Cumulative incidence curves of cancer as the primary cause of death for the entire study cohort by intervention group. Hazard ratio=0.39, 95% confidence interval=0.21 to 0.72; P=.002 (two-sided log-rank test); Cox proportional hazards χ2=9.6476. Numbers below the horizontal axis represent the numbers of patients under observation at each follow-up time point. Error bars represent 95% confidence intervals.

Mean ferritin levels across all 6-monthly follow-up visits remained unchanged from baseline levels among control patients (122.5 ng/mL, 95% CI=115.5 to 129.5 ng/mL) but declined statistically significantly among iron reduction patients (79.7 ng/mL, 95% CI=73.8 to 85.5 ng/mL) (P<.001). The mean ferritin level during follow-up in patients who were randomly assigned to iron reduction having 50% or greater compliance with phlebotomy was 58.3 ng/mL, 95% CI=55.2 to 61.4 ng/mL, which was consistent with levels that were targeted by the protocol.[19,20] Overall mean ferritin levels during follow-up were non-statistically significantly higher in patients who developed cancer (n=98, 115.3 ng/mL, 95% CI=91.8 to 138.8 ng/mL) than in patients who did not (n=1179, 100.3 ng/mL, 95% CI=95.6 to 105.0 ng/mL) (P=.098). Mean ferritin levels during follow-up remained unchanged from baseline levels in control patients who developed cancer (107.7 ng/mL, 95% CI=91.0 to 124.5 ng/mL) and were comparable to baseline levels in iron reduction patients who developed cancer (127.1 ng/mL, 95% CI=71.2 to 183.0 ng/mL) (P=.4).
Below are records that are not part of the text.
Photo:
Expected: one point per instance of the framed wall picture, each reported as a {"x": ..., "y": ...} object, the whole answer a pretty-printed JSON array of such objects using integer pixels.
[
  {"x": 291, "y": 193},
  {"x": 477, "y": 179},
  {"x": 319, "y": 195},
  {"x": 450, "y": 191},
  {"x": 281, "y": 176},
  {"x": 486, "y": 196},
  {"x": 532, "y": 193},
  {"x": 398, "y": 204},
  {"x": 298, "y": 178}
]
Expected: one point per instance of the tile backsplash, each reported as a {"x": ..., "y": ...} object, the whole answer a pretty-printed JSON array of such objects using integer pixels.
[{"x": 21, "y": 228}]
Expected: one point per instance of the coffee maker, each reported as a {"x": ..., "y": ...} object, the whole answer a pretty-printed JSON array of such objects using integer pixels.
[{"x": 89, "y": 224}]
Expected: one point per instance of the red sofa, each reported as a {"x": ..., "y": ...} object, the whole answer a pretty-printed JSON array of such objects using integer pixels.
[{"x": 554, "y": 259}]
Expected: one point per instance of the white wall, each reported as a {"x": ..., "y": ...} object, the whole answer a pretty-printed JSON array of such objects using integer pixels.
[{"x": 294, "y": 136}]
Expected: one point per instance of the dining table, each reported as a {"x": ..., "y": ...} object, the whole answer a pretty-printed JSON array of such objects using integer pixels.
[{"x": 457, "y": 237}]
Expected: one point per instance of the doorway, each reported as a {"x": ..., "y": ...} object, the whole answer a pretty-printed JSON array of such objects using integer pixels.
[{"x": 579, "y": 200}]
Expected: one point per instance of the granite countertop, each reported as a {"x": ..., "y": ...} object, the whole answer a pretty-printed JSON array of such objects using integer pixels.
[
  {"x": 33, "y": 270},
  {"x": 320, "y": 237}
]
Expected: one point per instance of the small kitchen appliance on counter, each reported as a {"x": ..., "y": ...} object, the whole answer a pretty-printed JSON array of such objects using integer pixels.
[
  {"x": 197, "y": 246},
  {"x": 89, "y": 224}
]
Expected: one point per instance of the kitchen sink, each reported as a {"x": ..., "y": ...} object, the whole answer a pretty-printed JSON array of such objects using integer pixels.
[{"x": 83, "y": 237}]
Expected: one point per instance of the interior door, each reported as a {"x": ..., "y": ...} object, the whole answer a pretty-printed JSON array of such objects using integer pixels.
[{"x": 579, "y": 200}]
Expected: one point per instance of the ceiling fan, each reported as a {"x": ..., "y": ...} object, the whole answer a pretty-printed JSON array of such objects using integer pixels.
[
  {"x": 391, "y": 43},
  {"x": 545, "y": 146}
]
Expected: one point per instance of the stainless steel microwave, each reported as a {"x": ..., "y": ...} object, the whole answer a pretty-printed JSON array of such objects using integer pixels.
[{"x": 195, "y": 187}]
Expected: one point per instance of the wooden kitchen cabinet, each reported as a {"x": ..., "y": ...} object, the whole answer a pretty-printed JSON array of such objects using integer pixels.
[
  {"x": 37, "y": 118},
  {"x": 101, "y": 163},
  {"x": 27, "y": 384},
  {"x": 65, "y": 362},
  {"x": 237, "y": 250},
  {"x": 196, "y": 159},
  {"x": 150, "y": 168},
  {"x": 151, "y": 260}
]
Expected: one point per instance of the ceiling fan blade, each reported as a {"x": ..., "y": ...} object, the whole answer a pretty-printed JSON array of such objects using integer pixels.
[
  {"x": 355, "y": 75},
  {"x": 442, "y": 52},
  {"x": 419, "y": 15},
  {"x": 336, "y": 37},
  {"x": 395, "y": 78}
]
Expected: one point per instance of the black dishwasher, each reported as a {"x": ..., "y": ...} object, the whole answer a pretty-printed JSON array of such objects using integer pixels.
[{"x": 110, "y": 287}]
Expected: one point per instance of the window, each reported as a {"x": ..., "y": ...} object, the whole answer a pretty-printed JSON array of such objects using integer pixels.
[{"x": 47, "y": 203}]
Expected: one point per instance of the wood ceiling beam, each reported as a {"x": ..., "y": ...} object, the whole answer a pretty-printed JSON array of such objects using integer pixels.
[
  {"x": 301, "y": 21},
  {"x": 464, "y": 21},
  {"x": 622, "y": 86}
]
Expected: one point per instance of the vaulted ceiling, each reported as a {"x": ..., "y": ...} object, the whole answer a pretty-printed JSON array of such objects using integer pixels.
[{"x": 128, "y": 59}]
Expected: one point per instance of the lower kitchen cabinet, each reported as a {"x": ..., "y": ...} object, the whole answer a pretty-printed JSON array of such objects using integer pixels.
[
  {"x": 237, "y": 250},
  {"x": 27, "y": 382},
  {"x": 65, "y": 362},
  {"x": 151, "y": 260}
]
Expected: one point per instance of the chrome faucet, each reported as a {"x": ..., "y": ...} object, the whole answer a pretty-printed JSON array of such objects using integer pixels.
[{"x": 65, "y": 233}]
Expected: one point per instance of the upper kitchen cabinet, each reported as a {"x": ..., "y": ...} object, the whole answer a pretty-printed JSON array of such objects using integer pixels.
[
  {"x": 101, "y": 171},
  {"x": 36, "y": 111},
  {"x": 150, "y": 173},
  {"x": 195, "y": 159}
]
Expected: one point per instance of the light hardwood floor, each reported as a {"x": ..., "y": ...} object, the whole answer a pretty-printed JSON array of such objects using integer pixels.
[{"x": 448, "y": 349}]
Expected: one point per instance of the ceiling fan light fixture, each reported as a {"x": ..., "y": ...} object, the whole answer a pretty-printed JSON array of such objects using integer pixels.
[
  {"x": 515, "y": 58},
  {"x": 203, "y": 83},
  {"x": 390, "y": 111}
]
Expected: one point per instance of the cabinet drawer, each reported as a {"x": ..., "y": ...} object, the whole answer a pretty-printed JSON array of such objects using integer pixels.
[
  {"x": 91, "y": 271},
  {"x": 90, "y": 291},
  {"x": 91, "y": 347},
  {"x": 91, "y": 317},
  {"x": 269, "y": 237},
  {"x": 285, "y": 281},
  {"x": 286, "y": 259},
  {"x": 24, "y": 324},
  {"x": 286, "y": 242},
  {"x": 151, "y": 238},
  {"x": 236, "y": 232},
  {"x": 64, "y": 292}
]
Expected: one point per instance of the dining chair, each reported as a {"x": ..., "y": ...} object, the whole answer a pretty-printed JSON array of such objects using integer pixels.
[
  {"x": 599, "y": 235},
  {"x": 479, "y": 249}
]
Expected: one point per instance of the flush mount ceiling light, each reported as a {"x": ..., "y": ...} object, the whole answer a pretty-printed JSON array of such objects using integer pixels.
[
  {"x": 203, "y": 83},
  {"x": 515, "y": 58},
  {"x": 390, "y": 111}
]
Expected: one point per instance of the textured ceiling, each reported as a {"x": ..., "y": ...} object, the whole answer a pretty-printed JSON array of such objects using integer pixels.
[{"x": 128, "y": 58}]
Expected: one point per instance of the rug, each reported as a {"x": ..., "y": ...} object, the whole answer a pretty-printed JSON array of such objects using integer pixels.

Mean ferritin levels across all follow-up visits among patients who were randomly assigned to iron reduction were statistically significantly lower in patients who did not develop cancer (76.4 ng/mL, 95% CI=71.4 to 81.4 ng/mL) than in those who did (127.1 ng/mL, 95% CI=71.2 to 183.0 ng/mL) (P=.017). Thus, patients who were randomly assigned to iron reduction and did not develop cancer appeared to have better compliance with the intervention than patients who developed cancer. The effect of compliance with intervention was examined by plotting the log relative risk for new cancer diagnoses vs percent compliance with intervention. The results (Figure 5) appear to show reduced risk of new cancer in patients having greater than about 60% compliance with phlebotomy, corresponding to a ferritin level of less than 54.8 ng/mL, 95% CI=51.6 to 57.9 ng/mL. Seventy-five percent of new cancers occurred among patients having mean ferritin levels during follow-up of greater than about 57 ng/mL. An attempt was made to fit the Cox model with an effect for compliance more than vs less than 60%, but differences were not statistically significant because of insufficient statistical power.

Association between percent compliance with the intervention (horizontal axis) and the log relative hazard for new cancer diagnoses (vertical axis) for patients who were randomly assigned to the iron reduction intervention. The solid line indicates percent compliance; broken lines delimit the 95% confidence intervals.